There are two new reports out this week which seem to contradict the narrative that Android tablets now dominate the market. One is a 60-day research project which concludes that the iPad actually tops Android tablets by a margin of 9 to 1. Another survey indicates that Android tablet users are among the most unhappy customers, which contrasts to iPad users who rate among the happiest and most satisfied tablet users.
One of the benefits of living in New York is access to the sheer number of people who are willing to engage in survey taking. First up is the MacKenzie Technology Report** which concluded that Android tablets are growing in number but have yet to reach usage levels of Apple’s iPad.
The MTR survey, taken from thousands of online users worldwide between June 1 and July 31, found that iOS devices, iPad and iPhone, account for nearly 20-percent of all web page usage on a popular web site (including Windows PC, Mac, and other devices). Android devices– smartphones and tablets– held less than 1-percent of usage.
iPads dominated Android-based tablets by a 9 to 1 margin.

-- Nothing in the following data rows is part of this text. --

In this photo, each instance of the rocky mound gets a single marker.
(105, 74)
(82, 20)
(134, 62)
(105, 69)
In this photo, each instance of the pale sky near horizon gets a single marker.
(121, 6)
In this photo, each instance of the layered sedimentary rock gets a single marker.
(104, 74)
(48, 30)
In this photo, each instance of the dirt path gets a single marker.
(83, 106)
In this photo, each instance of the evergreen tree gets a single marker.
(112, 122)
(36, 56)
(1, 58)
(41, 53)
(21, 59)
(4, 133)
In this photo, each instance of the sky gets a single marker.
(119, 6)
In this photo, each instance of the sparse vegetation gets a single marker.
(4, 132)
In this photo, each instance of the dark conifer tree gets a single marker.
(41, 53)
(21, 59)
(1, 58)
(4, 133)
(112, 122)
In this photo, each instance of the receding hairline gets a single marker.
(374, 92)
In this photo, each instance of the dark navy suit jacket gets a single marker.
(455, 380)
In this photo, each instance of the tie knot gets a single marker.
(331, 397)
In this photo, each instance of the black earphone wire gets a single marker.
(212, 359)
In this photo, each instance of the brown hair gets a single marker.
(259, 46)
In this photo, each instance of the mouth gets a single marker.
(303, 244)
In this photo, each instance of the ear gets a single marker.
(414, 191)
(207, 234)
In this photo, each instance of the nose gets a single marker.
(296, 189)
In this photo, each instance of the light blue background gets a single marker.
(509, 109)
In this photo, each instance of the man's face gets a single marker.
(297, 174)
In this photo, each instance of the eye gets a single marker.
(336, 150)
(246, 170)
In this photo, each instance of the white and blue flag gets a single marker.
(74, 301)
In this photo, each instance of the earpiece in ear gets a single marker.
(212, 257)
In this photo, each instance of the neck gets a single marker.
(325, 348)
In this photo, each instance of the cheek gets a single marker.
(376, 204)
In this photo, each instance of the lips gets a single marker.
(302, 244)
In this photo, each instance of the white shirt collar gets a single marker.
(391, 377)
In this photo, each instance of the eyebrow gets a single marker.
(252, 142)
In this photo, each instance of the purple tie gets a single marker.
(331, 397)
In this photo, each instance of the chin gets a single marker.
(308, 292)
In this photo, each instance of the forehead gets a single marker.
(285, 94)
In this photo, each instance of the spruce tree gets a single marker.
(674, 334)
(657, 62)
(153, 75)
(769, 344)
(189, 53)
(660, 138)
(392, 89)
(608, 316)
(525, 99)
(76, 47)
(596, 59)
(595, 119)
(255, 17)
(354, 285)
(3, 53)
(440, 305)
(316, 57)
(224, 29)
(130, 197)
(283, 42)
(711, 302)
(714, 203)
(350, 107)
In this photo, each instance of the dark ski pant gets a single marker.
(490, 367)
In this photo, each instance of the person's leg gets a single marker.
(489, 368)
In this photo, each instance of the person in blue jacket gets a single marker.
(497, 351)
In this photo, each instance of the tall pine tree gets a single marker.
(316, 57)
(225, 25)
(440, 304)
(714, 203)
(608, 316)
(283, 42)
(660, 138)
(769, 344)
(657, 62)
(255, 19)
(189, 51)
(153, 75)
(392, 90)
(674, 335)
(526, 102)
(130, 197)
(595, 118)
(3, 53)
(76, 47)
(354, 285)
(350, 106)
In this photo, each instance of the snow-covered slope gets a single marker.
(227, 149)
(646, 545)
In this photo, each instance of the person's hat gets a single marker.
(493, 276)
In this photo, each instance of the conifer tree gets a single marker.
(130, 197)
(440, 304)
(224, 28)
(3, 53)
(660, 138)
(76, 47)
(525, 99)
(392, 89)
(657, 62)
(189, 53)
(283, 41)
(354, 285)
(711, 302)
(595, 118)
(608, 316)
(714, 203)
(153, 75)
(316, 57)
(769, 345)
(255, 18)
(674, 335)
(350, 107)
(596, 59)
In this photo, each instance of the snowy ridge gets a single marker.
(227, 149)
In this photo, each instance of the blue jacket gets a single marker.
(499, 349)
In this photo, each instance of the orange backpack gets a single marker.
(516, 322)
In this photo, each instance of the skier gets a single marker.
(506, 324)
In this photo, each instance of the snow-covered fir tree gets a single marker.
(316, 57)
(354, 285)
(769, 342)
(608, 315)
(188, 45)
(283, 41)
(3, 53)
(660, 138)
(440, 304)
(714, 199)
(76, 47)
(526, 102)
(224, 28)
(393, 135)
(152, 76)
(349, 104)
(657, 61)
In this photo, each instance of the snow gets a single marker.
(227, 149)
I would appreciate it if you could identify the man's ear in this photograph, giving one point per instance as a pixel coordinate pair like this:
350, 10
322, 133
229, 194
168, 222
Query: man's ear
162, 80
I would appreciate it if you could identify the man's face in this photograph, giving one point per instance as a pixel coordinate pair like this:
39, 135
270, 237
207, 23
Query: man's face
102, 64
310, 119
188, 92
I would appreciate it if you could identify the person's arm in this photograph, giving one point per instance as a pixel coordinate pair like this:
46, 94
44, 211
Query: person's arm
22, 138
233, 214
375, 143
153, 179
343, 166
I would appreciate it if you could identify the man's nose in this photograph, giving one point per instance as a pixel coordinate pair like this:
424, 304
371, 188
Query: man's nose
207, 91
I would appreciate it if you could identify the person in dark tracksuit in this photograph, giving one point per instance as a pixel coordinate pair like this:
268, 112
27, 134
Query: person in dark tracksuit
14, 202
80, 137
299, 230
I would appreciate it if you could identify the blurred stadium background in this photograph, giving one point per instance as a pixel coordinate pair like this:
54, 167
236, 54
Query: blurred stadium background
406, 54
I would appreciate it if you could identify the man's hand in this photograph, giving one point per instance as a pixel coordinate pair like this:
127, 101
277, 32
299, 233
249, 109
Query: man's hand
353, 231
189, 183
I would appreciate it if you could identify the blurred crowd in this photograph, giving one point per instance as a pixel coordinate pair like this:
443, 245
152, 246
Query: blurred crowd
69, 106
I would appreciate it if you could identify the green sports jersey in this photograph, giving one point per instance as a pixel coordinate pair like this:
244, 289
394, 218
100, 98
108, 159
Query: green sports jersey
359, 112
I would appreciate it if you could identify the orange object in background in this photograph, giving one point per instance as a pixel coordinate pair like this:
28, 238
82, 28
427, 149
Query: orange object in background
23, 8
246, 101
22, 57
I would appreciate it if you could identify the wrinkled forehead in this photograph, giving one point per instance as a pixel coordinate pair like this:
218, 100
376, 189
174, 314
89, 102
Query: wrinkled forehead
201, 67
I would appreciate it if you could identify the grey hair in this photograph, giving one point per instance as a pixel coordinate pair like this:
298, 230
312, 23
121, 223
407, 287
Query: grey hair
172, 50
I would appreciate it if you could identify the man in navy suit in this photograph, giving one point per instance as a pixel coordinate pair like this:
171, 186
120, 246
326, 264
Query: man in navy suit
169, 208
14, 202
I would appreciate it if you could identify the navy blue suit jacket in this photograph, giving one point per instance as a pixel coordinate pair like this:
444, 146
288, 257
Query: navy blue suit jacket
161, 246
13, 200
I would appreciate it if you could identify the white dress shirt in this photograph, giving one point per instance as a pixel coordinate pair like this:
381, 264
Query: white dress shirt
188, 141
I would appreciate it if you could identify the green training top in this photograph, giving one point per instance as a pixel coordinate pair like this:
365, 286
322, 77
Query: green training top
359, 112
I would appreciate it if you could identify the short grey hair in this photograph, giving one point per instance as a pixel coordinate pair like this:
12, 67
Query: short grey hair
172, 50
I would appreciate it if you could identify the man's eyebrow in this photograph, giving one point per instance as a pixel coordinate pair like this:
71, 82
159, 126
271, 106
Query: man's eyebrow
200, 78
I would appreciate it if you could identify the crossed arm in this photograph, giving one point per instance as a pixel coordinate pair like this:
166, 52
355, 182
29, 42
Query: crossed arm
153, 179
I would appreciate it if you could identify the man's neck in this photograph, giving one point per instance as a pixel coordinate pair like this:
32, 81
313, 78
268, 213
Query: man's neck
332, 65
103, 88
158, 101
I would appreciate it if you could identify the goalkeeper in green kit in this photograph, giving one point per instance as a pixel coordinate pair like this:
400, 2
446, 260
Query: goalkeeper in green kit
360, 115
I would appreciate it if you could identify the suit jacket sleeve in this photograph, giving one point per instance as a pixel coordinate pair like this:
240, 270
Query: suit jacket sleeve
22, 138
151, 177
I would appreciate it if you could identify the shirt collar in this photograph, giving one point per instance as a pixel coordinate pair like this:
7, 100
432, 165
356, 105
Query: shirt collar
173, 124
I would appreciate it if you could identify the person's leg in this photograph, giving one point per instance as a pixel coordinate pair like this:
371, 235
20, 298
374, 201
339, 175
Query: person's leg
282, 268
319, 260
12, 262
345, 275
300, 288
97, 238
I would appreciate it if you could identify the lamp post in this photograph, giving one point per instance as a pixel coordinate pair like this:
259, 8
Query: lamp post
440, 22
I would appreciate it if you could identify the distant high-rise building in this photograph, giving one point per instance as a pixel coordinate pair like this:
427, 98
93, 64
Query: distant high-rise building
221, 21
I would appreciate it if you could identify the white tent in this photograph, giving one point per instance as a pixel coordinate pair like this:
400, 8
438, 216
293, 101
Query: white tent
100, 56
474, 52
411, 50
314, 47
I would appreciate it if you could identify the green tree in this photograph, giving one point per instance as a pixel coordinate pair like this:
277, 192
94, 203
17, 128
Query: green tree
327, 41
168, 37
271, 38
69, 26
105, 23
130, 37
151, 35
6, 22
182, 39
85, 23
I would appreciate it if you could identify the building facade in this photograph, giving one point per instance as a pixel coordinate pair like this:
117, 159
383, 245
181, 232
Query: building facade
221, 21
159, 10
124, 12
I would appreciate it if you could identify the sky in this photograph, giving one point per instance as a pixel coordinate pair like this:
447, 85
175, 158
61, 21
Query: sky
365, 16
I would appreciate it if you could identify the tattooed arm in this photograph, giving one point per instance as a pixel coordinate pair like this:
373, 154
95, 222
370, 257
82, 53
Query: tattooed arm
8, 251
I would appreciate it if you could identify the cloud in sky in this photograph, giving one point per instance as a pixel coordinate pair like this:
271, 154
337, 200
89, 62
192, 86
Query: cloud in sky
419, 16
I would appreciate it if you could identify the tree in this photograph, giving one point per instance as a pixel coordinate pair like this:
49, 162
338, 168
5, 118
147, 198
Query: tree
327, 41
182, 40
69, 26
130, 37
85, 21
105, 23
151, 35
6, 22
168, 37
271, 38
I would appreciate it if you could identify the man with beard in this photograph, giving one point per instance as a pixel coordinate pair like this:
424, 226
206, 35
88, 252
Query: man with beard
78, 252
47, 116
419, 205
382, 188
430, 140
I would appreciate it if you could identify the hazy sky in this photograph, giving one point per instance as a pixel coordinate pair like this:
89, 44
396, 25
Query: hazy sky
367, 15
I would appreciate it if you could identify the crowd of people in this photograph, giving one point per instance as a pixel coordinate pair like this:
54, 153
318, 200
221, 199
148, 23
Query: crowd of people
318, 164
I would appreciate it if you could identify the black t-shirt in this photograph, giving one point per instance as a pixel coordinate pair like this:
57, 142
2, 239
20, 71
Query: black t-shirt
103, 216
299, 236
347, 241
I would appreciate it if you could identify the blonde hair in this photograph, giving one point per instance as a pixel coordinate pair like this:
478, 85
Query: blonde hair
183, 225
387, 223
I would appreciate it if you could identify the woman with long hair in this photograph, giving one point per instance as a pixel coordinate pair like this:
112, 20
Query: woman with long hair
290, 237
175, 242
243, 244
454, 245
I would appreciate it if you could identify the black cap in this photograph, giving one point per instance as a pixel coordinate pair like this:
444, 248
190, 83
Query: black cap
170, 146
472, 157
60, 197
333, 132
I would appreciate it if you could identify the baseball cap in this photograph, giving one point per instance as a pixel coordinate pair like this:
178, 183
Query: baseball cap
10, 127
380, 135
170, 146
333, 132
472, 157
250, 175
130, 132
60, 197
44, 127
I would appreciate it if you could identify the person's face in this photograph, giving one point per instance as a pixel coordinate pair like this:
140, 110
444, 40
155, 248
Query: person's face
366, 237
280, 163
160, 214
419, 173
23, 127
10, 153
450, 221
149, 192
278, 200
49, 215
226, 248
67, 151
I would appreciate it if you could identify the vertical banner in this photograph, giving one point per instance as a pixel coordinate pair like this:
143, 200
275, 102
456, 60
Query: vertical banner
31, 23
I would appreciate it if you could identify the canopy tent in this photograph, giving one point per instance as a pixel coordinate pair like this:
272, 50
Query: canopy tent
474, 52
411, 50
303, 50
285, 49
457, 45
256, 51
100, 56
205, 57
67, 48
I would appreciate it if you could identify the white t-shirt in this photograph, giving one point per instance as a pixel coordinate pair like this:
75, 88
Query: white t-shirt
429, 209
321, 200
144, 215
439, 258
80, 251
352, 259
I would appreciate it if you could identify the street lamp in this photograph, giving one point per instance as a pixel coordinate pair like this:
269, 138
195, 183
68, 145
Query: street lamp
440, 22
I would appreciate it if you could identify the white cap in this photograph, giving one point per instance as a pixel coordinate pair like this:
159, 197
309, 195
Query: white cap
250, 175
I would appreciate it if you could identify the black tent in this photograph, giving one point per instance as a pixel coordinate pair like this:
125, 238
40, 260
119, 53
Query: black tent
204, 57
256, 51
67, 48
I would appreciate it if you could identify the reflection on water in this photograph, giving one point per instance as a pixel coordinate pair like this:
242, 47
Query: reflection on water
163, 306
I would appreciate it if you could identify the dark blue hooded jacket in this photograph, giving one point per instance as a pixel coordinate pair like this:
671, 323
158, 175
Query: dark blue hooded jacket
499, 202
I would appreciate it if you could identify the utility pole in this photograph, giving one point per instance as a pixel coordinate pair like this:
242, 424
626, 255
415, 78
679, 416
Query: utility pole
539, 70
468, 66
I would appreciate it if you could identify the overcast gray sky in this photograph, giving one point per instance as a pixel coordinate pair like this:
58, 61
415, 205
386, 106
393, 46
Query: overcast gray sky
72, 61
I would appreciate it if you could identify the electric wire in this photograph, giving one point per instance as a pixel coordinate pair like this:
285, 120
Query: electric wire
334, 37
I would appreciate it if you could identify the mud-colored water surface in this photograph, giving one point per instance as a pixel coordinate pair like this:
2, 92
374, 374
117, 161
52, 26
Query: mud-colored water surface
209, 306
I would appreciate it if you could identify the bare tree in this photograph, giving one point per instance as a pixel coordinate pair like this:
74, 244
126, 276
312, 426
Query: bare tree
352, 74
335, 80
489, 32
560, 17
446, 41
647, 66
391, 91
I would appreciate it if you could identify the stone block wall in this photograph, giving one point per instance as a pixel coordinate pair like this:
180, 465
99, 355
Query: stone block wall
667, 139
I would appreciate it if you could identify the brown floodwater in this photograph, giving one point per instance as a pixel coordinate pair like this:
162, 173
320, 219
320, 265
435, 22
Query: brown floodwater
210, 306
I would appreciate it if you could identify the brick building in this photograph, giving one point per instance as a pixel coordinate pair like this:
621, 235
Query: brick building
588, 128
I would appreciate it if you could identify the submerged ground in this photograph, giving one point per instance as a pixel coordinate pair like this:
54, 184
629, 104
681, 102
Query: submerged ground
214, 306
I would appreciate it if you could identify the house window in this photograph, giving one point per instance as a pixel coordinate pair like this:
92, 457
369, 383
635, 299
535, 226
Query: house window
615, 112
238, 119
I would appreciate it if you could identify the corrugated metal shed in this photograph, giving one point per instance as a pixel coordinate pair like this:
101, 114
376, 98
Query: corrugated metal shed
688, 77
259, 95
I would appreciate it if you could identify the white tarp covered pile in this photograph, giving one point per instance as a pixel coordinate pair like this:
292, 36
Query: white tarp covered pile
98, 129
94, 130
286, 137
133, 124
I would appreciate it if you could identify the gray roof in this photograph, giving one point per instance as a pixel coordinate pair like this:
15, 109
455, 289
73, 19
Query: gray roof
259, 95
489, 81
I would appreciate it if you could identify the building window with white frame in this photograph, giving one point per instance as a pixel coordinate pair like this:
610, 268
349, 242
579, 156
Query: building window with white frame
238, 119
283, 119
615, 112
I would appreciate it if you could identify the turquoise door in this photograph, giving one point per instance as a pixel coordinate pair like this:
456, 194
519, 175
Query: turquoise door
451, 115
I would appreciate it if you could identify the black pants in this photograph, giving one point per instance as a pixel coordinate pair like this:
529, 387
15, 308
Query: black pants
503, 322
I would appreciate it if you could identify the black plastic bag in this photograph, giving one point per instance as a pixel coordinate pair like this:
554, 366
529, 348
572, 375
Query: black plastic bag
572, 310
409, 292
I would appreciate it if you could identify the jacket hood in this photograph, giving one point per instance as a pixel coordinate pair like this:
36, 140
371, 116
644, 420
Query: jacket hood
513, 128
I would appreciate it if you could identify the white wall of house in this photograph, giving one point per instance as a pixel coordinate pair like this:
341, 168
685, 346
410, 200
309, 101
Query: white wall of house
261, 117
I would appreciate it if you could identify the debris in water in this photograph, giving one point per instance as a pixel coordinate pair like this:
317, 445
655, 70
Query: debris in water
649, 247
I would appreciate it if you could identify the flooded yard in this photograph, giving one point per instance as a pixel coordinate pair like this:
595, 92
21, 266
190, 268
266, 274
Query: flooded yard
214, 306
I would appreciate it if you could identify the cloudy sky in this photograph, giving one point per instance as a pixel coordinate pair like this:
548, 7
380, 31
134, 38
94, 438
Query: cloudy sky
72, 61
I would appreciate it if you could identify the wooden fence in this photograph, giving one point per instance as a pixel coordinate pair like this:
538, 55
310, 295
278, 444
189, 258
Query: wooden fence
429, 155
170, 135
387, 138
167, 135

The other report, funded by Brooklyn-based WGKM Surveys##, interviewed New Yorkers who owned tablets, and gathered both usage data and satisfaction information. While the sample was smaller than the aforementioned MTR survey, WGKM came to a similar conclusion based on personal interviews.
iPads dominated Android-based tablets by a more than 9 to 1 margin.
Why the contradiction between these two decidedly favorable surveys and studies and recent headlines which claim that Android tablets now dominate iPad sales.
One component of the WGKM study found a large percentage of buyer’s remorse among Android-based tablets, with users citing crummy battery life, poor screen quality, loose fitting plastic cases which broke easily, a lack of suitable accessories, performance and connectivity issues, and a limited number of applications.
Well over 80-percent of the respondents in the WGKM study eventually bought an iPad, and put the Android devices on eBay or relegated them to a hallway closet. The BRE, Buyer’s Remorse Effect as measured in detailed interviews, is highest among owners of Android tablets.
These reports completely contradict the latest research from Strategy Analytics and others with reports that say Android tablets are being sold at greater numbers than Google admits are even being activated.
In summary, while Android-based tablets continue to grow in number, their usage by customers appears to be on the decline, and both the aforementioned reports indicate the buyer’s remorse affecting many.
**MacKenzie Technology Report (Kate MacKenzie checking web server usage logs for the period noted above).
## WGKM Surveys of New York (Wil Gomez, my fiancé, and yours truly–WGKM– interviewed dozens of New Yorkers with tablets over two weeks in July, 2013).
See? Anyone can do research and make up a report that says whatever they want it to say.